Hardware failure such as a dead hard drive could lead to you losing all your important data in a self-hosted solution. A similar hardware failure in a data centre of a cloud provider would not usually lead to any data loss due to the sheer scale of the operation and due to the ongoing data replication that occurs. Important data for me consists of personal documents, memories and photos. At the moment, if was to lose the memories and photos, they would be gone forever which would be really sad. I don't use social media for documenting life events and memories like a lot people do these days. I do have a plan to start printing my photos this year (but I haven't started yet...). Currently this data takes up around 1 TB in disk space and is probably made up of 95% photos. I expect this to double in size in the next two to three years. If I was to use something like Google Drive as a backup for this, it would cost around €10 per month for 2 TB of storage. The problem with this is that you could be paying that €10 per month for years and years. I know there are probably cheaper solutions out there but you will never own the storage. This one of the reasons I didn't want to use cloud storage as part of my backup solution. There is a well known backup strategy referred to as the 3-2-1 backup strategy which is supposed to give you sufficient protection against data loss. Its pretty simple and can be summarised in three quick points:
For a long time, I was missing the last point which most people easily satisfy with cloud storage. Over the Christmas holidays, I was trying to come up with a cost-effective offsite backup solution that would be secure, automated and reliable. Also I had to find a friend that would host it for me. My offsite backup server consists of a Raspberry Pi 4 and a 2 TB USB 3.0 external hard drive. While this solution is not ideal, it does get the job done and has a couple of benefits. The main benefit is that it has a small foot print and low power consumption so it shouldn't really have any impact on my friend. The external HDD is LUKS encrypted so if someone plugged the drive out of the Pi they wouldn't be able to view the data.

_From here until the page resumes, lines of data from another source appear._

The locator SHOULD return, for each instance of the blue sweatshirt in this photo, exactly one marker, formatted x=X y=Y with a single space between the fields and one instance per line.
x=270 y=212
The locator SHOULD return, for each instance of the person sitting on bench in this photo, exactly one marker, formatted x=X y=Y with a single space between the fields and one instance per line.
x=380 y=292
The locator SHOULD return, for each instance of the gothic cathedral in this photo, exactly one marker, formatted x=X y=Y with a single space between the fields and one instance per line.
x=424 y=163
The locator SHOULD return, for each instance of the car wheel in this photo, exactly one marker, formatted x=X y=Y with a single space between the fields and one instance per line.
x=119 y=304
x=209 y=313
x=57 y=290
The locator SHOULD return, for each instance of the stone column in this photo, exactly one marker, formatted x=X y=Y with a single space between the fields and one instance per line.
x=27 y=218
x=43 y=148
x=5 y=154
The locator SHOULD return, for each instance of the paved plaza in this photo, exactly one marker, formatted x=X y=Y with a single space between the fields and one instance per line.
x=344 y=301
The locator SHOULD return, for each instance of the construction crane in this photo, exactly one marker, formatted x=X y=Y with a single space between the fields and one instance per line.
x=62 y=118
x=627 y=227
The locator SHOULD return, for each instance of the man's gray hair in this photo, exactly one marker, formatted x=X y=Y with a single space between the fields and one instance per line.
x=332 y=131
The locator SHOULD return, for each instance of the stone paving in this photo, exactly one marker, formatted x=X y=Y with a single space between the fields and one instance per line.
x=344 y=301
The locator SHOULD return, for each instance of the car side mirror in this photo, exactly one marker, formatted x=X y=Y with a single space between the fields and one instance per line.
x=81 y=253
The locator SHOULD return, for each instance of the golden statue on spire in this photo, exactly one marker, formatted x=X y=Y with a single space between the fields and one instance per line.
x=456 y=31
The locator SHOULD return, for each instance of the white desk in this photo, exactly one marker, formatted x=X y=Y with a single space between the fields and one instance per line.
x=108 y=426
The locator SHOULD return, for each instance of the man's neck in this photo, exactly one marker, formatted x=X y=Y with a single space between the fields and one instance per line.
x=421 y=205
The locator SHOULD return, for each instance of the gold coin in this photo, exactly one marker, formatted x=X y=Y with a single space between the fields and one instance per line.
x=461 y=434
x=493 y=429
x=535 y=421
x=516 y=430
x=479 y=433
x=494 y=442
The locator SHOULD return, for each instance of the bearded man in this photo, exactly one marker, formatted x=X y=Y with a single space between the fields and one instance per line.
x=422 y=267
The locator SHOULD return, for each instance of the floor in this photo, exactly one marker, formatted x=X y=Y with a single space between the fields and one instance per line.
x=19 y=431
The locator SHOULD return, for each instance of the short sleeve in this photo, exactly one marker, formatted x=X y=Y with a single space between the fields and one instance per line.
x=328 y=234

This solution would also have to be plug and play as it would be unfair to ask my friend to troubleshoot any issues with it. The backup server connects to my network using OpenVPN. This means that I don't have to make any changes on my friend's network such as port forwarding etc. Traffic is routed from my LAN (where the source data resides) back through the OpenVPN server to the offsite backup. Again this is not ideal and leads to slow enough performance but the files do eventually get there which is all I really care about. At this point I could of just setup a recurring job to run a rsync between the two servers but I wanted to have support for a wide range of backup clients (Windows machines, iPhones etc.). This led me to think "What is one of the most common object storage solutions out there?" - Amazon S3 of course. S3 is widely used in enterprise and the majority of companies delivering backup solutions already provide support for it. That in a roundabout way is how I landed on Minio - Minio is an opensource S3 compatible object storage solution that is used in private enterprise clouds. I'm not an expert in Minio at all but I was very impressed with how easy it was to get running and how it just worked. From my previous experiences with Openstack Swift object storage, Minio just feels simpler and more polished. I would recommend Minio to anyone looking to add object storage capabilities to their homelab setups. Yes Minio is probably overkill for most home use-cases but it works very well!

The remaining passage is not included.